Don't miss this one!
Thanks to the ingenious William Irish/Cornell Woolrich original short story (published in 1943),this Monogram quickie is actually worth seeing. It has an excellent screenplay by Steve Fisher and topnotch direction by William Nigh. Adding to the tautly suspenseful script, cinematographer Mack Stengler has really excelled himself with fine compositions and moody lighting that gives all the movie's compositions a wonderfully rich, glossy sheen.
Ah! No wonder the movie is so good. The producer is Walter Mirisch, a man of great taste who has brought out the best in his cast, headed by Don Castle, Elyse Knox and Regis Toomey.
Another masterstroke is that Mirisch hired Otho Lovering to "supervise" the film editing. In other words, Lovering was actually on the set to supervise compositions and advise Stengler, leaving Nigh free to concentrate on the actors.
Using music by Frederick Chopin for the score was yet another ingenious way to save money and yet enhance the movie's appeal.
A lost' film noir resurfaces and betters its expectations
A film noir that was all but lost but recently resurfaced, I Wouldn't Be In Your Shoes brings yet another of Cornell Woolrich's paranoiac nightmares to the screen. Don Castle, a hoofer on his uppers, shares a cramped room in a New York boarding house with his wife and sometime partner Elyse Knox. While he frets in his bathrobe, a fifth of gin on the bed-table, she entertains gentlemen at a buck-a-dance academy. One night, he hurls his good tap shoes (actually, his only pair of shoes) out the window at some randy cats. When he goes to retrieve them, they aren't there, but mysteriously reappear outside his door next morning.
Next thing, he's hauled in for the murder of a reclusive old miser in the neighborhood. The impression of one of his shoes clinches the conviction (and it doesn't help that he just happened to find a wallet stuffed with the old-style bills the victim hoarded). He's waiting for his execution as the movie opens, and most of the story gets told through flashbacks.

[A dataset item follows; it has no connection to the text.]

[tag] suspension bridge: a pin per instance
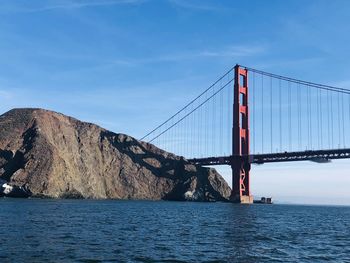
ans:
(251, 116)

The third major character is a cop, Regis Toomey, who had met Knox at the tango palace and taken a shine to her. Desperate to clear her husband, she feigns reciprocation of Toomey's interest so he'll help her out. Toomey's another example of the obsessive, stalking cop, created by Laird Cregar in I Wake Up Screaming (1942) and reprised by Richard Boone in its remake Vicki (1953). He breaks a new development in the case by finding the tenant of another room within shoe-shot of Castle's, but this proves to be only a rather tasty red herring. As the clock ticks down to midnight and curtains for Castle, Knox stumbles upon the clue that cracks the case....
Many forgotten films from the noir cycle turn out to be just what one might suspect: hackneyed, humdrum crime programmers. But, like Decoy, I Wouldn't Be In Your Shoes surprises by its competence. The dancing couple exude appeal, Toomey and the other cops offer acting rather than shtik, and the plot unfurls with reasonable deftness. It even looks good. As a restoration to the noir canon, it's more than welcome.